Readers of this blog and AAT chat sites from long before that know that I proposed this theory perhaps twenty-five years ago or better. You just have to go back to early posts on this blog to see those very arguments. In fact, I’d fairly recently written an update that I wasn't going to post to the blog because I’d already said it; but because parts of it are rather fun reading, anyway, I thought that posting in light of Wrangham’s report might be worthwhile.
Wrangham, if you’re not familiar with him (I’m not), achieved notoriety recently for theories propounded in a book Catching Fire (which I have not read) that suggest that cooking was an early advancer of our physical development. It hadn’t occurred to me that there would have been any question about that, but, apparently, there was. In any event, Wrangham cemented it in people’s minds that barbecue changed our entire being, not just what we had on Saturday night.

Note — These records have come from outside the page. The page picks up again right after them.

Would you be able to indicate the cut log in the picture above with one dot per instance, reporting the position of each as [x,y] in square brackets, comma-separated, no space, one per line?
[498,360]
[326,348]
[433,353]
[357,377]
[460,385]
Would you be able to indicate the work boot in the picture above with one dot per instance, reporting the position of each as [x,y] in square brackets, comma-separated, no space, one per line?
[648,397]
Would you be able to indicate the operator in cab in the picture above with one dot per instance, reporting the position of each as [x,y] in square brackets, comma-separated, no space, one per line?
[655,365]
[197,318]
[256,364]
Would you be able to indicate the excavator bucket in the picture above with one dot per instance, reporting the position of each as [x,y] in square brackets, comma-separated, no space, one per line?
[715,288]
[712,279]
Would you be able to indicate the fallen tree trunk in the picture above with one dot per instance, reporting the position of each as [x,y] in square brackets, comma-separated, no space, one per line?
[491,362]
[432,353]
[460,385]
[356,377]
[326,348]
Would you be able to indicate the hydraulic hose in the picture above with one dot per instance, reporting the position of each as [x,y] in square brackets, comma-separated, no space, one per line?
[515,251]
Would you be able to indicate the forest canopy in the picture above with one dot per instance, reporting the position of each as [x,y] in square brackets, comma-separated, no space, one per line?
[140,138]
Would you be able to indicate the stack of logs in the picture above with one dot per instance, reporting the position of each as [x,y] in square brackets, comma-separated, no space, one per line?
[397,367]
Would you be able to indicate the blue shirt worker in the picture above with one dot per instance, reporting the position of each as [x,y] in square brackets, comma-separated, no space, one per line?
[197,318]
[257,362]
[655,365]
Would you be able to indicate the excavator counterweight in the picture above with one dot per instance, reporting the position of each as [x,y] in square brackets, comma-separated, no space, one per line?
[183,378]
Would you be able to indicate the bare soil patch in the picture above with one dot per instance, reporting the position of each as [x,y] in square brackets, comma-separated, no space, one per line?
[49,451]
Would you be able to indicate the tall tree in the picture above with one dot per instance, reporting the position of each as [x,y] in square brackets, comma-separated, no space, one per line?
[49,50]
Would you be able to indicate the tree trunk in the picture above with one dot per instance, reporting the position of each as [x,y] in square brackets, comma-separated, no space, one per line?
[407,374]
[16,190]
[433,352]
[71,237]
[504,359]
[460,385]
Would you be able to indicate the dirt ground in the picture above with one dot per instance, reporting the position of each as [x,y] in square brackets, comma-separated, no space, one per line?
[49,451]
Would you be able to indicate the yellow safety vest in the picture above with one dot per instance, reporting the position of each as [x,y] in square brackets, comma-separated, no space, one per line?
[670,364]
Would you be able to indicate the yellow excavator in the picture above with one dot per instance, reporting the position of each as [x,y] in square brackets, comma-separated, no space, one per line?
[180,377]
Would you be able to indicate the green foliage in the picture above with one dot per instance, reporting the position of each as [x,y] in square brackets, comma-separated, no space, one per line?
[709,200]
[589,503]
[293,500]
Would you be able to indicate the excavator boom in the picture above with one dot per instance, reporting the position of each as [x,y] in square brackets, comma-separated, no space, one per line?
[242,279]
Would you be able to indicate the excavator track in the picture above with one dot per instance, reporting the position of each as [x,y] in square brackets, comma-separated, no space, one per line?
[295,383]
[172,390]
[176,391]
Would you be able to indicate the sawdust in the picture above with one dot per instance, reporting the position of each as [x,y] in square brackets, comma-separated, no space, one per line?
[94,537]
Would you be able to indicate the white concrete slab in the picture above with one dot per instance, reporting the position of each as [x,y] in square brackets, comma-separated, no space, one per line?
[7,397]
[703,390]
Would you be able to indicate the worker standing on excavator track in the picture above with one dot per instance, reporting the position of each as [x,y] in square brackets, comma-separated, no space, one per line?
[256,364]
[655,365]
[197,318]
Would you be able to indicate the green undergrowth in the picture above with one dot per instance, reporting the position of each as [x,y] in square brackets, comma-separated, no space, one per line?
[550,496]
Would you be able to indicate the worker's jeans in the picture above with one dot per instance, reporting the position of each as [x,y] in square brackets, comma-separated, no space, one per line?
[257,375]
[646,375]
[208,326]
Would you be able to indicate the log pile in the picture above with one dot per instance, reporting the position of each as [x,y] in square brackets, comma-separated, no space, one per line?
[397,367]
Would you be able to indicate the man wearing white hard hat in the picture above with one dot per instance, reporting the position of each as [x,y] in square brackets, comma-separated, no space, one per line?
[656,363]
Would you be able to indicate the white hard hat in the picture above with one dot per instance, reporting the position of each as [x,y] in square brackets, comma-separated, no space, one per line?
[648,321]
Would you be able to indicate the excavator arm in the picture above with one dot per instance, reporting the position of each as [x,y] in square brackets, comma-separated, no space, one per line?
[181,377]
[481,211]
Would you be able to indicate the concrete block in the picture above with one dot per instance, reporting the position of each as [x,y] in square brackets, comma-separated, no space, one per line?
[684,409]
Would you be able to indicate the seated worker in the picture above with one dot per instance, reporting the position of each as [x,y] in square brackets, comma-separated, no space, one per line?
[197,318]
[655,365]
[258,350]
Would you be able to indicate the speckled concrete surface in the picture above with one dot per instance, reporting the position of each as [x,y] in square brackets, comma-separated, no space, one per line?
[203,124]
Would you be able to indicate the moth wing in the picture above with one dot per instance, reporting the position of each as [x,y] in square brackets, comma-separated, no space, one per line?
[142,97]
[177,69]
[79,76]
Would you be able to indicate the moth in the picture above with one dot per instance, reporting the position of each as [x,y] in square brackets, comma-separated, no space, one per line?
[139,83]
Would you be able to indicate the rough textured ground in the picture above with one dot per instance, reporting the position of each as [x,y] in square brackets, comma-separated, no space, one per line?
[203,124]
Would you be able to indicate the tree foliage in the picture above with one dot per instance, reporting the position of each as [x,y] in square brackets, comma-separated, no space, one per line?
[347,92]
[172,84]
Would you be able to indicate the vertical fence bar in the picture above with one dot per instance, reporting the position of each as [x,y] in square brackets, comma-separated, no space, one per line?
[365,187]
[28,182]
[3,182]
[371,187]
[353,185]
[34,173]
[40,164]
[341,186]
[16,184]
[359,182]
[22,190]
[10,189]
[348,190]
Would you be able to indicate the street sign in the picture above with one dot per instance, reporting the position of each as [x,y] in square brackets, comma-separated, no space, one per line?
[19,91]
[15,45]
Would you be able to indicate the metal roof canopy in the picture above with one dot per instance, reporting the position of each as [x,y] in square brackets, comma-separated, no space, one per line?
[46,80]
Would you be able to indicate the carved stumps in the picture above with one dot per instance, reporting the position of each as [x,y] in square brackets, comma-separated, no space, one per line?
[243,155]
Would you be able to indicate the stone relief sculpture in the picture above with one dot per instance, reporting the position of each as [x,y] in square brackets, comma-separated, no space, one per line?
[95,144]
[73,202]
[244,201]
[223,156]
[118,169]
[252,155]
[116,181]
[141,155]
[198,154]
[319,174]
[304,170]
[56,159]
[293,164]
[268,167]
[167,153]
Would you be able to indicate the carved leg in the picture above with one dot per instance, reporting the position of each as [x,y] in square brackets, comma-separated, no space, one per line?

Richard, it appears, isn’t afraid to advance the obvious as the solution. I’m only hoping he came up with the idea long before 2009. Not the fire bit, the living by water bit; because only a fool—and there a lot of the out there—would deny that we already are a semiaquatic animal. Only a fool.
I never quite finished this, but it's close enough for folk music. I was rushed. Without further ado, the long, boring “Why I’m Not a Savannista Anymore.”
Confessions of a Lay Person
I am confused. I am a lay person and I don’t “do” science. I do have an avocational interest in evolution, human evolution in particular, and I try to make sense of what I glean from the popular media.
Which is okay. This is an exciting time for all science, but human evolutionary science has been thrown for a loop these past years with new discoveries and understandings appearing, like phantoms out of the jungle, at an astounding rate. It’s been fun to watch. From Ardi to the Denisovans, a lot of old paradigms have seriously cracked.
But, I gotta tell you, there are some things which don’t add up. Can I borrow your time in the hopes that someone will have an answer for me, be able to tie together these few loose ends? I’m sure that, if I’d paid more attention in Biology 101, I wouldn’t have to ask these questions.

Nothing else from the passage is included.